C’è una parola capace di descrivere la barbarie che infesta l’Europa dei diritti, lungo i confini fino al suo cuore, e che colpisce i migranti con sistematica ferocia: questa parola è accanimento. Il suo manifesto è un documento passato quasi sotto silenzio, una lettera di tre paginette, con cui il 17 ottobre 2021 i ministri dell’Interno di dodici Paesi membri dell’Unione europea hanno denunciato un “attacco ibrido teso a destabilizzare l’Europa attraverso la strumentalizzazione dell’immigrazione illegale”. Il riferimento era alla scellerata iniziativa del governo bielorusso di sponsorizzare l’illusoria emigrazione verso l’Unione europea di decine di migliaia di persone, per ricattare Bruxelles à la Gheddafi o Erdogan.

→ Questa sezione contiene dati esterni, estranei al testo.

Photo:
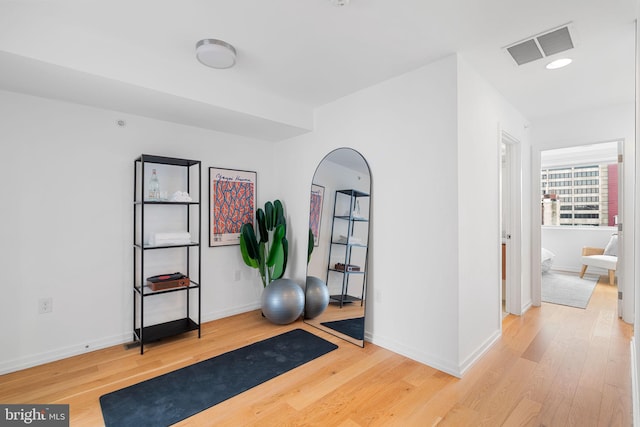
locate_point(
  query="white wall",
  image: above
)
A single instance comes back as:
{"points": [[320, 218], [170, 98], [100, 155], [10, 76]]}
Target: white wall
{"points": [[66, 229], [483, 115], [604, 124], [406, 130], [420, 296]]}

La reazione dei ministri Ue, revisionisti dei “valori europei”, sancisce il degrado di questo tempo: non la condanna per lo sfruttamento e gli stenti di quanti avevano raggiunto il confine tra Bielorussia e Polonia, ma la denuncia di una ennesima minaccia migratoria, 15mila profughi armati di zaini e coperte che mettono in scacco 500 milioni di europei, la gran parte dei quali benestanti. Siamo a un passo dalle allucinazioni sovraniste della sostituzione etnico-demografico-religiosa, ma tanto è bastato perché i governi di Austria, Bulgaria, Cipro, Danimarca, Estonia, Grecia, Lituania, Lettonia, Polonia, Repubblica Ceca, Repubblica Slovacca e Ungheria invocassero la caduta dell’ultimo tabù: l’erezione di una barriera fisica lungo i confini esterni dell’Ue.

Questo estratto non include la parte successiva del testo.